Except, in Christ, we do have a choice. If we see something that is not right, that is uneven, that is out of whack, we are tasked with the ministry of reconciliation, to be Christ’s ambassador to the world. After all, our sin was not Christ’s fault, but he still made a choice to do something about it. To go first, with self-sacrifice and words of love so fierce they turned the whole world upside down. 

“Sin is our only hope,” claims Episcopal priest Barbara Brown Taylor, because the recognition that something is wrong is the first step toward setting it right again. There is no help for those who admit no need of help. There is no repair for those who insist nothing is broken, and there is no hope of transformation for a world whose inhabitants accept that it is sadly but irreversibly wrecked.”[2]

We live in a sin-sick world. It’s inside us, and around us, and some days I just want to contract with the pain. But the beauty of the Christian life is that we are not alone in the work of reconciliation. We are only the clean up crew.

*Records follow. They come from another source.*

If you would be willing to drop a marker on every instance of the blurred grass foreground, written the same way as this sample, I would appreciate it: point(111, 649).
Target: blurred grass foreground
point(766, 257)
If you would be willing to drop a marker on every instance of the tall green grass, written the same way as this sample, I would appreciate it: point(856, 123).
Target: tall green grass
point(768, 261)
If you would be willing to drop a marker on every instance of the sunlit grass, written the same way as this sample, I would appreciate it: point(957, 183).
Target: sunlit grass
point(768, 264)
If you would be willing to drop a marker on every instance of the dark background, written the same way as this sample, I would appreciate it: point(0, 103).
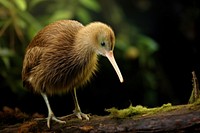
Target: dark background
point(172, 24)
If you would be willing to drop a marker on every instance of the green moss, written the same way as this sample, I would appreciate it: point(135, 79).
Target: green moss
point(139, 110)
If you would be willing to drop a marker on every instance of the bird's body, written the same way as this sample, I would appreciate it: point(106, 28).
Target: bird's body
point(63, 57)
point(53, 62)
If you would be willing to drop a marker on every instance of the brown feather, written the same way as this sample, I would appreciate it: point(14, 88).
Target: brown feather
point(62, 56)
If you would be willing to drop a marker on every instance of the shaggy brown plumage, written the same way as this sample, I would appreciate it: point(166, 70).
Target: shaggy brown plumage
point(63, 56)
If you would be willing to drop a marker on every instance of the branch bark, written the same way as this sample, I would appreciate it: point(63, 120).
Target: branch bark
point(182, 119)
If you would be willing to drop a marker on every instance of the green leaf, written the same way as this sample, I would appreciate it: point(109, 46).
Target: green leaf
point(61, 14)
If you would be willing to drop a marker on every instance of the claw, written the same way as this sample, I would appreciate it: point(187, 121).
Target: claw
point(52, 117)
point(81, 115)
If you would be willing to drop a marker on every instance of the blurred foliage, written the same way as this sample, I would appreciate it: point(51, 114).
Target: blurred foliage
point(20, 20)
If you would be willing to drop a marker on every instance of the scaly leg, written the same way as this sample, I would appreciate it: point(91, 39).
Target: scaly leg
point(51, 115)
point(77, 110)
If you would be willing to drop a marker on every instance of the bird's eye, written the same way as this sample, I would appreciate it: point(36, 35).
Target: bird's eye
point(103, 44)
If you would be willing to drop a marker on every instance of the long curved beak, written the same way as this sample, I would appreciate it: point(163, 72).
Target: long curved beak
point(111, 58)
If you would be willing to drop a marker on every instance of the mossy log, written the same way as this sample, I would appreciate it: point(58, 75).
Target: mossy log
point(181, 118)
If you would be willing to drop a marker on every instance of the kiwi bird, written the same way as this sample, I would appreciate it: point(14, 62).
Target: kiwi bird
point(63, 56)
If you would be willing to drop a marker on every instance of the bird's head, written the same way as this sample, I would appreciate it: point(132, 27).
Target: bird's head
point(104, 42)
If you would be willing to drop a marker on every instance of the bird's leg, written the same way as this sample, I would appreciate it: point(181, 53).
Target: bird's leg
point(77, 110)
point(51, 115)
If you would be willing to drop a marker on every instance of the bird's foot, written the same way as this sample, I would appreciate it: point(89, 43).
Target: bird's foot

Jesus has gone ahead of us, lifting the biggest boulders, marking out the path. He is our strength and our hope as we follow along behind him, setting things to rights where we can and trusting in his grace when we fail. 

Our souls cannot heal while they are festering with guilt. And so I think I understand the reticence to talking about hard things: partisan division, racial histories, religious differences. But I firmly believe that the only way out is through. Wounds do not heal unattended. We will only find our healing in confessing our sins to God—both the ones we intended to commit and the ones we did not—and then in taking our part in setting things right. 

So release your tightened muscles, and unclench your fists, and stretch out to the sunlight one more time, and listen to the age-old song:

There is a balm in Gilead 
to make the wounded whole.
There is a balm in Gilead
to heal the sin-sick soul.
 

Amen. 


[1] https://www.christiancentury.org/article/first-person/i-was-elementary-school-pickpocket

[2] Taylor, Barbara B. Speaking of Sin: The Lost Language of Salvation. , 2015, p. 41.